A virtual performance, it turns out, can be snowed out. That is, if it’s performed live and streamed into audience members’ homes.
The Paul Taylor Dance Company was scheduled to give its first live performance since the pandemic began at the Annenberg Center on Thursday, but it was postponed until Friday after a snowstorm suspended operations on Penn’s campus.
It was worth the wait. Even though it was their first time out, the dancers looked as wonderful as ever, fit, fluid, and fully rehearsed. In a post-performance discussion, artistic director Michael Novak, who did part of his training in Philadelphia, said the dancers never stopped taking class, and in-person rehearsal resumed in December, with proper COVID-19 protocols.
The approximately 40-minute performance included two pieces danced live and one on video. It was astonishing to see the dancers perform full-out in masks (designed to match their costumes) with little interference. (It took trial and error and various sizes of masks, Novak explained, as well as extra cardiovascular training.)
It was equally wonderful to see a group of dancers able to touch and work closely together.
Taylor’s Arden Court opened the program. Choreographed in 1981 for nine dancers, Taylor had already restaged it in 1994 for six dancers to allow the smaller second company to perform it. This made it a good choice for a pandemic performance. Set to baroque music by William Boyce, it is a very welcome breath of fresh air.
The dancers mostly work in solos or duets, but in one section, the three men carried the three women while they were all connected in a circle. A moment of normality!
Unlike BalletX’s dance on camera, which puts you in the action, this performance was filmed from an audience’s point of view, which feels a little flat. Still, sitting at home, it was nice to be able to get close to the screen to see the details.
The audience got a better view for the excerpt from Cloven Kingdom, set to music by Malloy Miller, which was filmed last year. A work for four men in tuxedos strutting, prancing, and preening. The video allowed us to peer into their herd and get various views of the work.

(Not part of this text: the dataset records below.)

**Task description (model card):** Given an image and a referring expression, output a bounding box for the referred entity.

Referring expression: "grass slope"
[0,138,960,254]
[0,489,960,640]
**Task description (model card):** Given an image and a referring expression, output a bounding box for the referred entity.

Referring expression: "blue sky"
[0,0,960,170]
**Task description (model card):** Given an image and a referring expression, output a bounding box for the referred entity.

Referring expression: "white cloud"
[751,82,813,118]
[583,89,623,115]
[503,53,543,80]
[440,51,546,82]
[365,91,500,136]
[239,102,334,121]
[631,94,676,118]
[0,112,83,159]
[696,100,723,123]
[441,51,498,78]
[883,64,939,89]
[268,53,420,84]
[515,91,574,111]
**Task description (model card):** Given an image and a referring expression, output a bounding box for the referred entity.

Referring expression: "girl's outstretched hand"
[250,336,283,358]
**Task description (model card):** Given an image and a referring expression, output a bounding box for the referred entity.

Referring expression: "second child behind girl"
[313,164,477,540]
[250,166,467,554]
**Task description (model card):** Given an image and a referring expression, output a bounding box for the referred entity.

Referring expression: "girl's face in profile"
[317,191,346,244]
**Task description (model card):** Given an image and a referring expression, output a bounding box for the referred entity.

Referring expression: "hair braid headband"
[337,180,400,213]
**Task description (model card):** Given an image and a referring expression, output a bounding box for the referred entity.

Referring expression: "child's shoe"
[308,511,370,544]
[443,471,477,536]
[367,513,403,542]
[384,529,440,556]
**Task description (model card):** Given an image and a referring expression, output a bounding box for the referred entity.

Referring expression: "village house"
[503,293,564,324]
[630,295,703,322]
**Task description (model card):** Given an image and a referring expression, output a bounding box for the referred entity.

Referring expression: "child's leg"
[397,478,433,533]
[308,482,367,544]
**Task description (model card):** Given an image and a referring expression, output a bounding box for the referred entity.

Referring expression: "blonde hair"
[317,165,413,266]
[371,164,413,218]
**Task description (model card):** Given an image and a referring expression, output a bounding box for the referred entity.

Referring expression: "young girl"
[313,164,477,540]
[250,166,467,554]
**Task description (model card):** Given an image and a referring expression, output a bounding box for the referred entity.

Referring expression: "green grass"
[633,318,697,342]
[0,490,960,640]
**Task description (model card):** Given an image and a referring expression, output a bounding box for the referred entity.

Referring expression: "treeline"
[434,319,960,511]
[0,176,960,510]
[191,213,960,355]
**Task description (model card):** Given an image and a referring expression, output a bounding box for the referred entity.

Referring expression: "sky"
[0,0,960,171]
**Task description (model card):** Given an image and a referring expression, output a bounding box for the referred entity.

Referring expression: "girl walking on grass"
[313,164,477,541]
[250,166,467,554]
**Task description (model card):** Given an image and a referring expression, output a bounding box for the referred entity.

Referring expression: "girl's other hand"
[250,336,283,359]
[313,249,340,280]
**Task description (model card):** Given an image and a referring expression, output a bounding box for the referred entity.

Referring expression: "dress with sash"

The program concluded with another live performance, Taylor’s 1993 A Field of Grass. Set to music by Harry Nilsson, this is a view of 1960s counterculture through the eyes of one character (danced by Alex Clayton). He is the only one who very briefly takes off his mask — to smoke what is presumably the grass in the title — and an adventure begins.
This piece was another welcome trip to an earlier era, danced with freedom and beamed into our homes.